For the default development experience using a single notebook in Lakeflow Declarative Pipelines, see Develop and debug ETL pipelines with a notebook in Lakeflow Declarative Pipelines.

Overview of the multi-file editor

The ETL pipeline multi-file editor has the following features:

  1. Pipeline asset browser: Create, delete, rename, and organize pipeline assets.
  2. Multi-file code editor with tabs: Work across multiple code files associated with a pipeline.
  3. Pipeline-specific toolbar: Enables pipeline configuration and has pipeline-level run actions.
  4. Interactive directed acyclical graph (DAG): Get an overview of your tables, open the data previews bottom bar, and perform other table-related actions.
  5. Data preview: Inspect the data of your streaming tables and materialized views.
  6. Table-level execution insights: Get execution insights for all tables or a single table in a pipeline. The insights refer to the latest pipeline run.
  7. Issues panel: This feature summarizes errors across all files in the pipeline, and you can navigate to where the error occurred inside a specific file. It complements code-affixed error indicators.
  8. Selective execution: The code editor has features for step-by-step development, such as the ability to refresh tables only in the current file using the Run file action or a single table.
  9. Default pipeline folder structure: New pipelines include a predefined folder structure and sample code that you can use as a starting point for your pipeline.
  10. Simplified pipeline creation: Provide a name, catalog, and schema where tables should be created by default, and a pipeline is created using default settings. You can later adjust Settings from the pipeline editor toolbar.

Lakeflow Declarative Pipelines multi-file editor

Enable the multi-file editor

Note

You must first enable Pipelines multi-file developer experience for your workspace.

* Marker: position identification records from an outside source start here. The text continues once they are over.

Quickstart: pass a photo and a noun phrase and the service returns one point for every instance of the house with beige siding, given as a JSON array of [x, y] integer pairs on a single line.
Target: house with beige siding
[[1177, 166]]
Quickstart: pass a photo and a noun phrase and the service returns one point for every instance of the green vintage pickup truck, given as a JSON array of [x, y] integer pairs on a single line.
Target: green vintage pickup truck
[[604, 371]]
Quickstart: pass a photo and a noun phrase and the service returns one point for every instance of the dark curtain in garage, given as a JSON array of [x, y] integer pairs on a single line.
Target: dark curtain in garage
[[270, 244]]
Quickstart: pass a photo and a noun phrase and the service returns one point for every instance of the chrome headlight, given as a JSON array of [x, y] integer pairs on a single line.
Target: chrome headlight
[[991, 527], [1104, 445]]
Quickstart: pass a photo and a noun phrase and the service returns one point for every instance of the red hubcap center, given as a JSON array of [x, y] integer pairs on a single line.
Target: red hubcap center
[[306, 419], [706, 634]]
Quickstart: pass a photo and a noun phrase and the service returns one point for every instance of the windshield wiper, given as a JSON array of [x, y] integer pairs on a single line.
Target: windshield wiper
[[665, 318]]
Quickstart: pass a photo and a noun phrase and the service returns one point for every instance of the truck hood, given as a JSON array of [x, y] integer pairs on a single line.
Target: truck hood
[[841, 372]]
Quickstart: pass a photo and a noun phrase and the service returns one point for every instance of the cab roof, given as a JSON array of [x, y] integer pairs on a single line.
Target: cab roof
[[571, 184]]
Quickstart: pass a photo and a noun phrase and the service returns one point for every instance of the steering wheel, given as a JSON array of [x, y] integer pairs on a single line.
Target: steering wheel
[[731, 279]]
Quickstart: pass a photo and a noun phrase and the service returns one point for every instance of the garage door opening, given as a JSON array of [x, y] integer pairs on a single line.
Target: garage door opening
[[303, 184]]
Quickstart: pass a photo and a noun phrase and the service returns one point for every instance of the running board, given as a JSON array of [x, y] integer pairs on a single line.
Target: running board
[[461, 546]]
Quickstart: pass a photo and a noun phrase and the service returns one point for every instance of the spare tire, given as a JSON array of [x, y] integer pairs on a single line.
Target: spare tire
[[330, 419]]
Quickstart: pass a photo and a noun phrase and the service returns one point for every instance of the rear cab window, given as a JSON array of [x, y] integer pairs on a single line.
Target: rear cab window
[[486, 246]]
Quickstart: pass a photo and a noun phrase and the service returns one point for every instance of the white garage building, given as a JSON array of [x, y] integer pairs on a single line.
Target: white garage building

See Manage Azure Databricks Previews for more information.

If your tier is in the Compliance Security Profile, reach out to your Azure Databricks contact to try the feature.

You can enable the ETL pipeline multi-file editor in multiple ways:

  • When you create a new ETL pipeline, enable the multi-file editor in Lakeflow Declarative Pipelines with the ETL Pipeline editor toggle.

    Lakeflow Declarative Pipelines multi-file editor toggle on

    The advanced settings page for the pipeline is used the first time you enable the multi-file editor. The simplified pipeline creation window is used the next time you create a new pipeline.

  • For an existing pipeline, open a notebook used in a pipeline and enable the ETL Pipeline editor toggle in the header. You can also go to the pipeline monitoring page and click Settings to enable the multi-file editor.

After you have enabled the ETL Pipeline editor toggle, all ETL pipelines will use the multi-file editor by default. You can turn the ETL pipeline multi-file editor on and off from the editor.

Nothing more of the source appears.